His work is in collections in Ireland including the National Gallery of Ireland, Irish Museum of Modern Art, Limerick City Gallery of Art, Crawford Gallery, Cork; the Arts Council/An Chomhairle Ealaíon; University College Dublin, University of Limerick, Trinity College, Dublin; Office of Public Works, Dublin; The National Self-Portrait Collection of Ireland, National Self-Portrait Collection, Limerick; University College, Cork; Leinster House, Dublin; County Collection, Ennis, County Clare; Dublin Dental School & Hospital, and in international collections in France, Croatia, Hungary, England & Switzerland.

=== Teaching ===
Walsh taught drawing at Limerick School of Art and Design from 1987 to 1997. He was the Professor of Drawing for the Autumn 2005 semester at the Pont-Aven School of Contemporary Art, Brittany, France. He has also been a visiting lecturer at this college, to the National College of Art & Design, Dublin and the Burren College of Art, County Clare.
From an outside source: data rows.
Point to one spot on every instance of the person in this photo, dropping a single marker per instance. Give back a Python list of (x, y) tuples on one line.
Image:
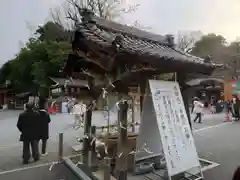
[(78, 110), (43, 128), (236, 105), (198, 109), (27, 125), (236, 175)]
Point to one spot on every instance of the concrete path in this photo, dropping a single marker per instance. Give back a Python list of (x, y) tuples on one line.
[(215, 140)]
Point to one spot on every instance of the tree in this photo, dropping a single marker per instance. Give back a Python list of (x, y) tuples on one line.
[(108, 9), (186, 40), (233, 59), (53, 32), (211, 44), (35, 63)]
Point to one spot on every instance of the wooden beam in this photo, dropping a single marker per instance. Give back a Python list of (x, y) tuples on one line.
[(122, 152)]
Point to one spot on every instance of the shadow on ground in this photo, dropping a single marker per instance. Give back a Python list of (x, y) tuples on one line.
[(58, 172)]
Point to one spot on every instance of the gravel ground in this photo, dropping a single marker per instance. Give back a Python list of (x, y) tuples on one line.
[(215, 141)]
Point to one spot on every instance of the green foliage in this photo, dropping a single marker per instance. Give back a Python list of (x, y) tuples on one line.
[(41, 58), (210, 44), (35, 63)]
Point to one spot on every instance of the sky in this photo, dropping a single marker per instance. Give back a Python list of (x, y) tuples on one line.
[(18, 19)]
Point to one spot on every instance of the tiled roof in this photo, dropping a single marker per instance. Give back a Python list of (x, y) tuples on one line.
[(76, 82), (136, 41)]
He lectured annually on the Drawing Studies course at the National Gallery of Ireland, Dublin, from 2008 to 2010.

===Confusion with English Counterpart===
Walsh is sometimes confused with the English artist of the same name who died in 1989. Despite the coincidence of Irish parentage, neither man ever met.

=== Exhibitions ===
==== Selected One-Man Exhibitions ====

| Year | Exhibition | Location |
|---|---|---|
| 2007 | Frieze | RHA Ashford Gallery, Dublin |
| 2007 | The Divine Comedy | Limerick City Gallery of Art, Limerick |
| 2013 | The Seasons | The Drawing Project, Dun Laoghaire, Co Dublin |
| 2014, 2017, 2022 |  | The Oliver Sears Gallery, Dublin |
| 2021 | Segments | SO Fine Art Editions, Dublin |
| 2021–2022 | More Segments | Normoyle Frawley, Limerick |
| 2022 | The Odyssey | RHA Gallager Gallery, Dublin. |
| 2023 | The Odyssey and Segment Drawings | Ballinglen Gallery, Ballycastle, Co Mayo |
| 2024 | The Divine Comedy | Bourn Vincent Gallery, University of Limerick |

== Published works ==
Walsh (and references to the importance of his work in Irish art) is included in the Royal Irish Academy/Yale University Press, 'Art and Architecture of Ireland, Volume V, 20th Century Art and Artists.

== Recognition ==
In 1997, Walsh was elected a member of Aosdána, a body administered through the Arts Council/An Chomhairle Ealaíon to recognise outstanding contributions by individuals to the creative arts in Ireland. He is a Fellow of the Ballinglen Arts Foundation, Ballycastle, County Mayo.

Walsh was awarded the Savills Art Prize at VUE Contemporary Art Fair, Royal Hibernian Academy (RHA) Gallagher Gallery, Dublin in 2017 for an artist over 65 who has had a major exhibition of their work in the previous year, and who has also made an outstanding contribution to the visual arts in Ireland.